When she was taken to the vet for her amputation, the vets said that she was walking so much better on her leg, and that she would be better off with a little limp that to have the leg amputated. So she was spayed and brought back to the shelter.
When we received the grant money, we reduced the adoption fee for all dogs weighing more than 40 lbs. by half. The price would be $50 instead of $100. Bessie was noticed by her adopter when the woman came to adopt a cat, but she was in the process of moving, so she couldn’t adopt her at that time. Ms. Tillman came back to the shelter on Aug. 26 and wanted to adopt Bessie. She had fallen in love with her and wanted to bring her into her family. Bessie went to her new home the next day.
Goose (second photo), now named Bandit Sweite, or “BamBam” for short, was adopted on Sept. 4, 2020. The adopter came in to the shelter to drop off donations and, on a whim, asked if we had any basset hounds up for adoption. As it happened, we had one senior basset-hound mix named Goose. The adopter got really excited and left the shelter. As it turned out, she went home and told her husband she was going back to the shelter to adopt Goose, sight-unseen. So about 45 minutes after she left, she came back and wanted to adopt Goose.

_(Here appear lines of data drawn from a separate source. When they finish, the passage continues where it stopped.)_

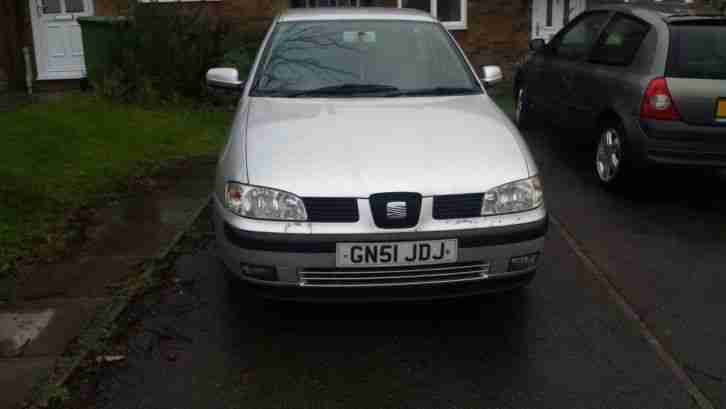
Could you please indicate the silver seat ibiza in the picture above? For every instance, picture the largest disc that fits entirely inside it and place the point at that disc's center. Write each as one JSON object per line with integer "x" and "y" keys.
{"x": 366, "y": 161}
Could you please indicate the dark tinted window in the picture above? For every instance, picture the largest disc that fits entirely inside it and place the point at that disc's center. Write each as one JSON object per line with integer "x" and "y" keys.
{"x": 698, "y": 51}
{"x": 620, "y": 41}
{"x": 577, "y": 40}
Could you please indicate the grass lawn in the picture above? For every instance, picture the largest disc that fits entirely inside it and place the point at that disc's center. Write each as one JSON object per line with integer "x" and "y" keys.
{"x": 58, "y": 156}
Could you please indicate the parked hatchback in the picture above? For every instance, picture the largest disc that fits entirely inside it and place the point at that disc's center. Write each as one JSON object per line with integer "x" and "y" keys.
{"x": 366, "y": 160}
{"x": 653, "y": 85}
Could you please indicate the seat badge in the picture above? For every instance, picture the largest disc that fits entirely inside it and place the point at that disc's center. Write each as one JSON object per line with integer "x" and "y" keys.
{"x": 396, "y": 210}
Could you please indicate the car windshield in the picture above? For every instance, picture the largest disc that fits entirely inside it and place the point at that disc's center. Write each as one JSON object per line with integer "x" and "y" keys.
{"x": 698, "y": 51}
{"x": 362, "y": 58}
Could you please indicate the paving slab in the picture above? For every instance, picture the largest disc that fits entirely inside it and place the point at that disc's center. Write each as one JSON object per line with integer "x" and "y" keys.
{"x": 20, "y": 328}
{"x": 81, "y": 277}
{"x": 69, "y": 318}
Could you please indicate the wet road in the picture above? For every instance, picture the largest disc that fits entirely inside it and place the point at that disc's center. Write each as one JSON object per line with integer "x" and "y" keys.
{"x": 561, "y": 343}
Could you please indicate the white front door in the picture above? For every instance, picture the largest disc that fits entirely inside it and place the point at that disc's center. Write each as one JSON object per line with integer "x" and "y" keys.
{"x": 57, "y": 37}
{"x": 549, "y": 16}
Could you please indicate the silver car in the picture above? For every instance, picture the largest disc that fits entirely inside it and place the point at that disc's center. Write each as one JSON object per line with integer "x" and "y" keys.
{"x": 366, "y": 162}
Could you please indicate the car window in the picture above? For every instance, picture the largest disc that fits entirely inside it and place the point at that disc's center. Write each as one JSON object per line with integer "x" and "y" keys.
{"x": 577, "y": 40}
{"x": 620, "y": 41}
{"x": 697, "y": 51}
{"x": 310, "y": 55}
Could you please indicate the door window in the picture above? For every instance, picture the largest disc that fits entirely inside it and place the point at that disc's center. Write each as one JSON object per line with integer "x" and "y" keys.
{"x": 620, "y": 41}
{"x": 51, "y": 6}
{"x": 577, "y": 39}
{"x": 74, "y": 6}
{"x": 697, "y": 51}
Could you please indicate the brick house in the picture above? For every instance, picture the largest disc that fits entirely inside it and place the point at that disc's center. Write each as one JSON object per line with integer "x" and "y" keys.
{"x": 490, "y": 31}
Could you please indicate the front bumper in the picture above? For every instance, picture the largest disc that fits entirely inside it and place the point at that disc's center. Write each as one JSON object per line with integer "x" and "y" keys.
{"x": 678, "y": 143}
{"x": 293, "y": 255}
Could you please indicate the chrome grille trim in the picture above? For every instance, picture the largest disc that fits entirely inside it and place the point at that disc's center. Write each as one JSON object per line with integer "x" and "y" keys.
{"x": 394, "y": 276}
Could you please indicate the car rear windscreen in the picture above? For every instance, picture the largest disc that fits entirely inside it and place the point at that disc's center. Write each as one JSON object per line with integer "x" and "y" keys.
{"x": 698, "y": 50}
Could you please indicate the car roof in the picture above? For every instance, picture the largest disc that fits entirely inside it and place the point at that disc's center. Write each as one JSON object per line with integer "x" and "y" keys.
{"x": 362, "y": 13}
{"x": 648, "y": 13}
{"x": 693, "y": 18}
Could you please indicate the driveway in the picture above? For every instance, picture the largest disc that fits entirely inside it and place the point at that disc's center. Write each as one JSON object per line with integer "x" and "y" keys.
{"x": 563, "y": 342}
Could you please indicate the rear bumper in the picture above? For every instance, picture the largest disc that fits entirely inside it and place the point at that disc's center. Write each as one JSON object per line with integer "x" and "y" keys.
{"x": 678, "y": 143}
{"x": 292, "y": 255}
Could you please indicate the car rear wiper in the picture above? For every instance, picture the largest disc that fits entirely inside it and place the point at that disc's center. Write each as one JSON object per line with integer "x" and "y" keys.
{"x": 436, "y": 91}
{"x": 344, "y": 89}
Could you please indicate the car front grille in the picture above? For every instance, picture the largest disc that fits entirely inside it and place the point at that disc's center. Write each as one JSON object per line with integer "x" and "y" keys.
{"x": 457, "y": 206}
{"x": 331, "y": 209}
{"x": 394, "y": 276}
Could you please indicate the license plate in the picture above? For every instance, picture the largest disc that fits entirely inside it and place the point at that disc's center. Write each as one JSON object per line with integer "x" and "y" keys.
{"x": 721, "y": 109}
{"x": 402, "y": 253}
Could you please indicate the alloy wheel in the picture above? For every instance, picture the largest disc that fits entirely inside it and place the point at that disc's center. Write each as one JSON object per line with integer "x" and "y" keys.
{"x": 609, "y": 158}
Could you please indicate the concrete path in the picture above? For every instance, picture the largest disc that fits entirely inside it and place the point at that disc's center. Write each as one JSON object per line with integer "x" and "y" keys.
{"x": 55, "y": 301}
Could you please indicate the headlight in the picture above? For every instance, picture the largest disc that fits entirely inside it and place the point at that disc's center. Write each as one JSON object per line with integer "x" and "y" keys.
{"x": 258, "y": 202}
{"x": 518, "y": 196}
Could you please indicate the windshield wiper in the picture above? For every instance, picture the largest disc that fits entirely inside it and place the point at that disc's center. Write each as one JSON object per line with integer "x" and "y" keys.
{"x": 435, "y": 91}
{"x": 344, "y": 89}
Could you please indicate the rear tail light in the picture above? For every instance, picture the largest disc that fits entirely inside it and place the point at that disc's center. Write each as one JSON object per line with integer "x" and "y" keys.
{"x": 658, "y": 102}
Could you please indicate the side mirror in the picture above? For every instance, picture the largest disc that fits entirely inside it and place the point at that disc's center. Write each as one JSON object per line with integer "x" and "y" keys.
{"x": 224, "y": 78}
{"x": 491, "y": 74}
{"x": 537, "y": 45}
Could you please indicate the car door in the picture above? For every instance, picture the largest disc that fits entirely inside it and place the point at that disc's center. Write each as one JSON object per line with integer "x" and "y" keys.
{"x": 603, "y": 78}
{"x": 567, "y": 54}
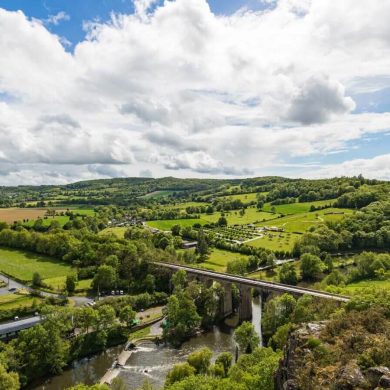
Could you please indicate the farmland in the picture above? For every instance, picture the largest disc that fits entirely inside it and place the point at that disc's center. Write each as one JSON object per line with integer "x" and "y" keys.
{"x": 296, "y": 208}
{"x": 22, "y": 265}
{"x": 218, "y": 259}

Since we were using the grant money for our older dogs and those over 40 lbs., Goose fit the bill perfectly. We did the paperwork and Goose was brought out to her new owner. It was love at first sight for both. The adopter called the next day and told us that it was destiny that Goose came into their home. She fit like a glove into their home. Everyone was happy.
Precious (third photo) came to the shelter as a stray and tested positive for heartworms. She had just had a litter of puppies and needed to recover from that. A young man came into the shelter looking for a dog whom his dad might like and who would benefit from having its treatment taken care of. So Precious came to mind.
The adopter took some pictures and sent them to his father. The father was very amenable to adopting her and getting her heartworm treatment. He came to the shelter and, because of Precious needing treatment, we waived the adoption fee. He was very happy and liked her at first sight. She was adopted and taken to Atlanta for her treatment — a great outcome for a very sweet dog.
Dude (fourth photo) was taken into foster care to have his heartworm treatment done. Before he was discharged from the vet’s office after treatment, he had an episode that has given him a cough and he will have to be on steroids for the rest of his life. His foster family have, of course, fallen in love with him, and were happy to adopt him, as his medical condition would make him extremely hard to adopt. So we waived the fee and Dude is now happy and doing great in his “new” home!
We had a Chihuahua (fifth photo) come in who was an owner-surrender. He was a bit overweight, but a really sweet and friendly boy. There was a lady who had called the shelter the week before and asked that, if we ever got in any Chihuahuas, could we please call her and give her the first option to adopt. So she was contacted and came to look at him and fell in love and wanted to take him home. However, she was on a limited income and was not going to get her money for another week. So, to help him get a good home, we paid half her adoption fee and she was ecstatic and took him home that day. This helped a very sweet animal find his furever home quicker.